FIG. 1 is a cross-sectional view schematically showing the structure of the probe peripheral portion of the ultrasound diagnostic apparatus according to the present invention, FIG. 2 is a diagram for explaining the positional shift of the ultrasound transmission window of the probe cover, and FIG. 3 4 is a block diagram showing a circuit configuration of an example of a conventional device; FIGS. 4a to 4g are timing charts for explaining the operation of the same example; FIG. 5 is a block diagram showing a circuit configuration of an embodiment of the present invention; FIGS. 6a to 6l are timing charts for explaining the operation of the same embodiment. P...Probe part, H...Probe rotation support part, _T1 to _T4 ...Ultrasonic transducer, C...
...Probe cover, W...Ultrasonic transmission window, 1...
Motor, 2... Encoder, 3... Counter,
4, 5...Display sweep generation circuit, 6...Display device, 7-10...Gate pulse generation circuit, 11-
14...Gate circuit, 15-18...Pulser, 1
9...Signal transmission section, 20...Variable delay circuit.

Claims (1)

[Claims] 1. A probe cover with an ultrasonic transmission window formed thereon;
A probe section that is rotatably provided on the probe cover and that supports a plurality of ultrasonic transducers at equal rotation angle intervals on a common rotation axis, and a motor that rotationally drives this probe section. and an encoder that detects the rotation angle of the probe section, and selectively drives the transducer in synchronization with the rotation while rotating the probe section to transmit an ultrasound beam from the ultrasound transmission window.

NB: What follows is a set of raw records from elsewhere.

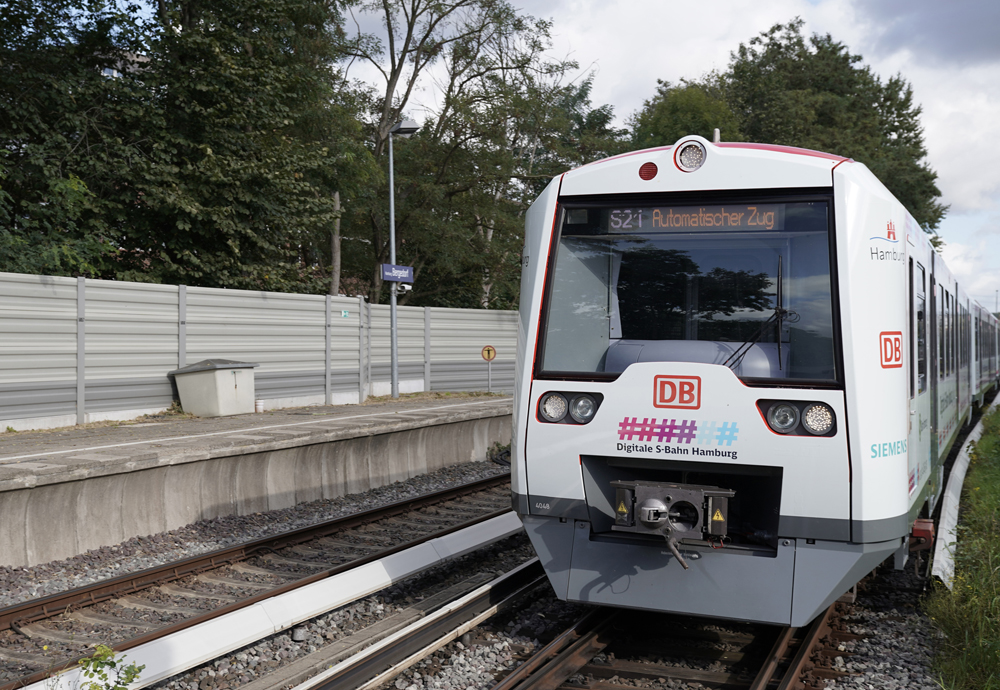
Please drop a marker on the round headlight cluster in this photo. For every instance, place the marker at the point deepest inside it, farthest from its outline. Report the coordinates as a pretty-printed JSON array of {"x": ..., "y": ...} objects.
[
  {"x": 553, "y": 407},
  {"x": 817, "y": 418},
  {"x": 691, "y": 156},
  {"x": 798, "y": 418},
  {"x": 582, "y": 409},
  {"x": 783, "y": 417}
]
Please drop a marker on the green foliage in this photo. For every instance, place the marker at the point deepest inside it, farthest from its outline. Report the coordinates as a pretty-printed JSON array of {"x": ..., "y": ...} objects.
[
  {"x": 687, "y": 108},
  {"x": 969, "y": 615},
  {"x": 815, "y": 94},
  {"x": 201, "y": 146},
  {"x": 59, "y": 112},
  {"x": 110, "y": 673},
  {"x": 505, "y": 127}
]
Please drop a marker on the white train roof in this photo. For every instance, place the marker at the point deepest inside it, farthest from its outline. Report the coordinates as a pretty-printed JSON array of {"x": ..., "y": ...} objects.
[{"x": 727, "y": 165}]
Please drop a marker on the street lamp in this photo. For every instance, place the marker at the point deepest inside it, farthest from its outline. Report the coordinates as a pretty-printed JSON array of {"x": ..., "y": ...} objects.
[{"x": 403, "y": 129}]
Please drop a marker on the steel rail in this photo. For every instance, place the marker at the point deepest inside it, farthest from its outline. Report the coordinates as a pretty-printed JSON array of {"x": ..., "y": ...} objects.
[
  {"x": 564, "y": 656},
  {"x": 819, "y": 627},
  {"x": 55, "y": 604},
  {"x": 367, "y": 665}
]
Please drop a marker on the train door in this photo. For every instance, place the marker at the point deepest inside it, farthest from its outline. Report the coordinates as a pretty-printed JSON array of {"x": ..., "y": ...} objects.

In a mechanical sector scanning type ultrasonic diagnostic device with a rotating probe unit that scans transmitted and received ultrasound beams in sectors by transmitting and receiving, the rotational angle synchronization signal based on the rotational angle position signal obtained by the encoder can be adjusted within a scheduled range. An ultrasonic diagnostic apparatus characterized in that a variable delay means is provided to delay the transducer and to delay the display sweep signal.